Effective Data Science With Scalding

Vitaly Gordon (LinkedIn)
Data Science
Ballroom F
Tutorial Please note: to attend, your registration must include Tutorials on Tuesday.
Average rating: ****.
(4.00, 3 ratings)

Tutorial Prerequisites

Clone this repository and follow the readme instructions to run the example. This will install all the necessary dependencies on your machine.

Tutorial Description

Data products are the driving force behind new multi-billion dollar companies and a lot of the things we do today on a day to day basis have machine learning algorithms behind them. But unfortunately, even though data science is a concept invented in the 21st century, in practice the state of data science is more similar to software engineering in late 20th century.

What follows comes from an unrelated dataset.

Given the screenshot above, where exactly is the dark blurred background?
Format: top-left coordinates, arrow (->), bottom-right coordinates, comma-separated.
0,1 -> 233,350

The pioneers of data science did a great job of making it very accessible and fairly easy to pick up, but since it’s beginning circa 2005, not much effort has been made to bring it up to par with modern software engineering practices. Machine learning is software. As such, it should follow standard software engineering practices,, however, the current tools of the trade are not modular, maintainable or reusable. In this tutorial we will learn to work with Scalding, a Scala DSL which provides both the simplicity of languages like Apache Pig, and the power of a functional fully JVM language.

Photo of Vitaly Gordon

Vitaly Gordon

Senior Data Scientist, LinkedIn

Vitaly Gordon is a senior data scientist on the LinkedIn Product Data Science team where he develops data products that most of you use every day. Prior to LinkedIn, Vitaly founded the data science team at LivePerson and worked in the elite 8200 unit, leading a team of researchers in developing algorithms to fight terrorism. His contributions have been recognized through a number of awards including the “Life Source” award, an award given each year deemed most high-impact in saving lives. Vitaly holds a B.Sc in Computer Science and an MBA from the Israeli Institute of Technology.